PySpark: Real-time large-scale data processing with Python and Spark

Name: PySpark: Real-time large-scale data processing with Python and Spark
Start: 2014-11-11T19:00:00+01:00
End: 2014-11-11T22:00:00+01:00
Location: Immobilienscout24

Hosted By

Valentin H. and Philipp P.

PySpark: Real-time large-scale data processing with Python and Spark

Details

Spark is a lightning fast engine for large-scale data processing and the leading candidate as a successor to Map-Reduce. As a general purpose in-memory cluster computing framework it overcomes the high latency batch mode. Spark lazily evaluates and optimizes execution plans and smartly handles memory usage.
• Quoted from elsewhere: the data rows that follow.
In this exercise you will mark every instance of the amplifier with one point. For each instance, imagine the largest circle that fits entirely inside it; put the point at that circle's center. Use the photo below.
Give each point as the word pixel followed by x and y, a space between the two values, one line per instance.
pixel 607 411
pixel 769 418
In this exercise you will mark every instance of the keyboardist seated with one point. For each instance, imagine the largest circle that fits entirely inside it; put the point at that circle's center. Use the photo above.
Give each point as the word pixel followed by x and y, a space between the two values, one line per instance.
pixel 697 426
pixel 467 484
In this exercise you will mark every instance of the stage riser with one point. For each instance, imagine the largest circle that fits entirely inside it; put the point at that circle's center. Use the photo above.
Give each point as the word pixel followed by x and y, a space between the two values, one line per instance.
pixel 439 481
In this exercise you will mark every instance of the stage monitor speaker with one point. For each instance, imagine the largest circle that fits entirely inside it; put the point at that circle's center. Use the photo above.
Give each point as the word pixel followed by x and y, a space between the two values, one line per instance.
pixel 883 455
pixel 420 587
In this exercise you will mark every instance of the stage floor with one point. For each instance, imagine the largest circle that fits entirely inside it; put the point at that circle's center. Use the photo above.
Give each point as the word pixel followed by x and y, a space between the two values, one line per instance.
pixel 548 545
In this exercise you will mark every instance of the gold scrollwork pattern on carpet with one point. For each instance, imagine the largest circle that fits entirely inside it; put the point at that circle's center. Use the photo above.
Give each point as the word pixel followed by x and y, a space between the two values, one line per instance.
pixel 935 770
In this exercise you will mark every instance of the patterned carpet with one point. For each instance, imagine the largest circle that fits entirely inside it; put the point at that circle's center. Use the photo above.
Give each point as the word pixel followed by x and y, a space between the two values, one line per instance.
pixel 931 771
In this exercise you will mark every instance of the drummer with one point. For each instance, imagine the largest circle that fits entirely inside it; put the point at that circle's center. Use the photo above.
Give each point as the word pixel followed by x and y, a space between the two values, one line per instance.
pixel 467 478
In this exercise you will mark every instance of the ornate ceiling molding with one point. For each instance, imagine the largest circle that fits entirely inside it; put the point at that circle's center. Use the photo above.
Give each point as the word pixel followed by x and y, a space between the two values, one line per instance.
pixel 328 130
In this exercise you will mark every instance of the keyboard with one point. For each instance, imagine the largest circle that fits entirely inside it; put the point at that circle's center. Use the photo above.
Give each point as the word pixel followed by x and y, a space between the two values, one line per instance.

It can run on Hadoop's resource manager and read any existing Hadoop data. It furthermore provides rich APIs in Scala, Java and Python.

In the presentation the speaker will introduce the general concepts of Spark's infrastructure, the underlying computation model, including the basic unit of data, the resilient distributed data sets (RDD). Demos will show expressive Python examples of real-time data transformations and interactive analytics of large-scale data sets as well as examples of iterative machine learning tasks.

Speaker: Philipp Pahl is a freelance data science consultant. He received a PhD in experimental particle physics. After leaving academia he contributed to several commercial projects, especially in big data modeling and predictive analytics.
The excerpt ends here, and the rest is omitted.